Showing 1-5 of 44 (next | show all)
That's a lot of work to go to just to set up that one pun. ( )
  g026r | Jul 25, 2017 |
It's October--the best month of the year. Halloween (the best holiday of the year) is just around the corner. The leaves are starting to fall, and the air has a pleasant bite to it. It's time to settle down with a slice of pumpkin pie, a mug of hot apple cider, and a good book. But what to read? Perhaps you're reaching for something from Bradbury's oeuvre? Maybe The Halloween Tree or Something Wicked This Way Comes? Save those for next year, and read this instead. This is the great Halloween book that nobody talks about in the same breath as Bradbury, but in reality should be mentioned first.
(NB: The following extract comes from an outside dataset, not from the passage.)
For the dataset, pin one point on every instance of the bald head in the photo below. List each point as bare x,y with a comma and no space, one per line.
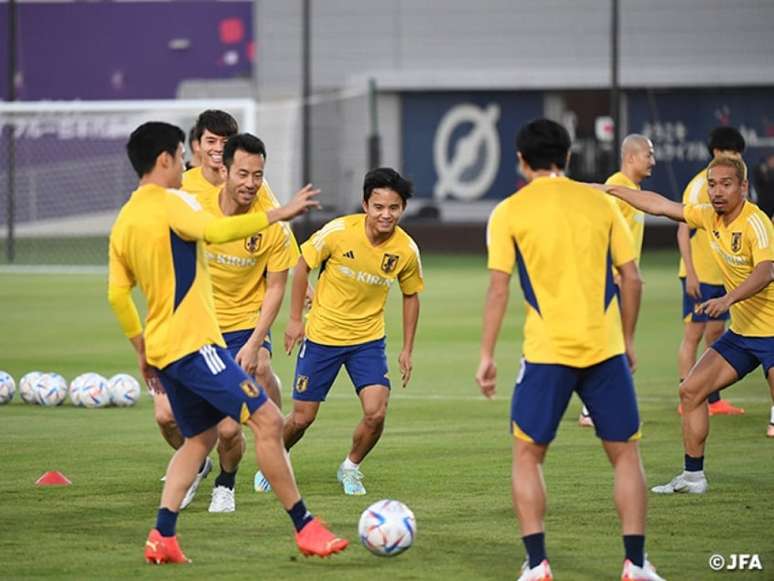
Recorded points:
637,158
A small village outside of London in the Victorian era finds itself infested by strange characters. Sherlock Holmes and Watson, Dracula, Jack the Ripper, Doctor Frankenstein, etc. None of them are explicitly labeled (Holmes is 'the great detective' and Frankenstein is 'the good doctor'). Much more obscure references exist alongside the obvious ones. They are all part of "The Game"--a mysterious task in which they are all involved, some on one side, some on the other. All the players have sentient animal familiars. Jack's familiar, a large watchdog named Snuff, is our viewpoint character for the entirety of the novel. He helps his master carry out his occult duties while also roaming the neighborhood and trading information and favors with the other animal familiars in the area to try and figure out who all the players are and what side they're on.

The best thing about this book is how it withholds information. All the characters know what's going on, and what 'the game' is, because most of them have done it before. They're not going to go over the particulars just for the sake of the reader. You have to be patient and wait for the answer, all the while forming your own theories with what little information you do have. It's a very rewarding experience, and one that could have simply been frustrating and boring if done poorly. Luckily the moment to moment action, the dialogue, the atmosphere, and the prose are all good enough to carry you through, even though you can't possibly know what's going on until maybe halfway through.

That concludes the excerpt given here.